Venus du Soudan, d’Erythrée et de Côte d’Ivoire, ils sont plus de 150 000 à être arrivés en Italie en 2016, fuyant la guerre, la pression religieuse, ou simplement dans l’espoir de trouver une vie meilleure. Parmi eux, beaucoup de femmes et de mineurs isolés. Bloqués à la frontière franco-italienne, ils manquent de tout, dorment dehors par tous les temps et ne mangent plus à leur faim, soumis à une pression policière de plus en plus prégnante qui les pousse à prendre tous les risques pour atteindre la France par la vallée de la Roya dans les Alpes-Maritimes.
Témoins de ces situations insupportables, une cinquantaine d’habitants de la vallée ont fait le choix de l’entraide : héberger les familles, préparer les repas, apporter un peu de chaleur humaine et trouver les chemins les moins dangereux à travers la montagne pour les aider à poursuivre leur voyage. Un engagement qui les mène parfois aux limites de la loi*. Nous avons suivi six d’entre eux.

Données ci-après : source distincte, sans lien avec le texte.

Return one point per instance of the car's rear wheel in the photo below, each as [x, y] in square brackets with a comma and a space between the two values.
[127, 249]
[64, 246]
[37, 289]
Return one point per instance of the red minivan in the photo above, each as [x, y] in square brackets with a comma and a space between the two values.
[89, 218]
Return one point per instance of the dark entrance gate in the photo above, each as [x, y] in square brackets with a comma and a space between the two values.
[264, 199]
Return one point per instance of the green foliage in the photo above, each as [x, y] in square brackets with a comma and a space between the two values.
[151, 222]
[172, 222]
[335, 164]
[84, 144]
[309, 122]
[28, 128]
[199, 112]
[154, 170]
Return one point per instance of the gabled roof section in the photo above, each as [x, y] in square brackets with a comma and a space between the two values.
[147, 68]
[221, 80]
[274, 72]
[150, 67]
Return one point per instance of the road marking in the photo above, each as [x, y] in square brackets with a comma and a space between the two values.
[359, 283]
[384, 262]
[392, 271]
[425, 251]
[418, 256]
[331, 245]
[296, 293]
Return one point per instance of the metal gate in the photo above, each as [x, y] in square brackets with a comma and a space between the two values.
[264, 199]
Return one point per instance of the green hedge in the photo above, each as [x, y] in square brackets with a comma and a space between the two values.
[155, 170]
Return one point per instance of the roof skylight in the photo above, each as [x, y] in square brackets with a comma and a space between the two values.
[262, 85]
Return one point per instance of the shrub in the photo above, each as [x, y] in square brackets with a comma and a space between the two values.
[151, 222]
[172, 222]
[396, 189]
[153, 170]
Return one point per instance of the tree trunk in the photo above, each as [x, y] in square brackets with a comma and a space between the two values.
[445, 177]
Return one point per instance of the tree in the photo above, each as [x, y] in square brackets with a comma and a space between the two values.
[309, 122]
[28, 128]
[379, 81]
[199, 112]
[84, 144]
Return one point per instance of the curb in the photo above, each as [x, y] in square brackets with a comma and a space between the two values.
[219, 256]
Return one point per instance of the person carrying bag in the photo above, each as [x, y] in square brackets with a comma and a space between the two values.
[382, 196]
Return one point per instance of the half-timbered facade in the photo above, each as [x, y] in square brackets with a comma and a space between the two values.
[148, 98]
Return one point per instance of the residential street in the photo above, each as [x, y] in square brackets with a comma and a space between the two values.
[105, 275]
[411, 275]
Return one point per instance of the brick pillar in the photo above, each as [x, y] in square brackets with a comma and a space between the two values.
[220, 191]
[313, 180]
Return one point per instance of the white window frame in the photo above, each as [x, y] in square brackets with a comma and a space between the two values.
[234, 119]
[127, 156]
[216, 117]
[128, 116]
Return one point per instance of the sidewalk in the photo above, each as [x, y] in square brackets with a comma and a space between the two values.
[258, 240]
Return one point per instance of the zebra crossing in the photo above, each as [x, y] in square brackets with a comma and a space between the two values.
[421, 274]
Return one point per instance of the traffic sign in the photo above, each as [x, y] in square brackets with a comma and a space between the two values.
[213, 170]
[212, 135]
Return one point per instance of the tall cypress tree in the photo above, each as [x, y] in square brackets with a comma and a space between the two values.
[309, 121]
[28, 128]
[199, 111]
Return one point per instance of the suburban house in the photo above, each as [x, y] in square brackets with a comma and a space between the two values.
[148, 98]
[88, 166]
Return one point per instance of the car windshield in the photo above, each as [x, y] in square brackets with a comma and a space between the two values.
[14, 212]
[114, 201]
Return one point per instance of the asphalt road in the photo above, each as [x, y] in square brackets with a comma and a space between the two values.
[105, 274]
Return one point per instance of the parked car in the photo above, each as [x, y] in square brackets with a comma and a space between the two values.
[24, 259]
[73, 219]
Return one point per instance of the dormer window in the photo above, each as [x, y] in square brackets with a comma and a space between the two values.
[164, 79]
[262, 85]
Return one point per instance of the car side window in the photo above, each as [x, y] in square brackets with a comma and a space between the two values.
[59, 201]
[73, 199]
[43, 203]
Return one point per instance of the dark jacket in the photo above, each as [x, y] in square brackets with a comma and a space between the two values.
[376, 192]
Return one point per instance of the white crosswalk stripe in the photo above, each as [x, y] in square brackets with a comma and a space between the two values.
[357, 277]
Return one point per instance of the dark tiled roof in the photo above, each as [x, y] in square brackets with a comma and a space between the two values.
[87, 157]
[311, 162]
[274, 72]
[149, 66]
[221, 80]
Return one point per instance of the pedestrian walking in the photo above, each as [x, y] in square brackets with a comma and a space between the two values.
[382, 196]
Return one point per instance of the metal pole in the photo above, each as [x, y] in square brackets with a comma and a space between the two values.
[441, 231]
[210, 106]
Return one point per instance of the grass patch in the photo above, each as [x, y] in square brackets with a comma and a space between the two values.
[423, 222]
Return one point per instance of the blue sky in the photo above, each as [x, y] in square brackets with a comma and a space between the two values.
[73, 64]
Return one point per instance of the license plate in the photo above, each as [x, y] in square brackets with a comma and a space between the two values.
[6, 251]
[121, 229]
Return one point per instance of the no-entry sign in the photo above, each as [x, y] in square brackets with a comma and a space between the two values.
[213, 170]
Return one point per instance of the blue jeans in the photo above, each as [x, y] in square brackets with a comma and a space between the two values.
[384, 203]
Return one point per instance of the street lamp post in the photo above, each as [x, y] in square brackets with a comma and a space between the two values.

*Deux habitants de la vallée de La Roya ont comparu, le 23 novembre 2016 au tribunal de Nice pour délit de solidarité. Le 6 janvier 2017, le tribunal correctionnel de Nice a relaxé le premier d’entre eux, Pierre Alain, ingénieur au CNRS, mais le parquet a décidé de faire appel de ce jugement. Le 4 janvier 2017, le procureur a requis pour le second, l’agriculteur Cédric Herrou, huit mois d’emprisonnement avec sursis et la confiscation de son véhicule, ainsi qu’un usage limité de son permis de conduire aux besoins de sa profession. Cette décision a été mise en délibéré au 10 février 2017.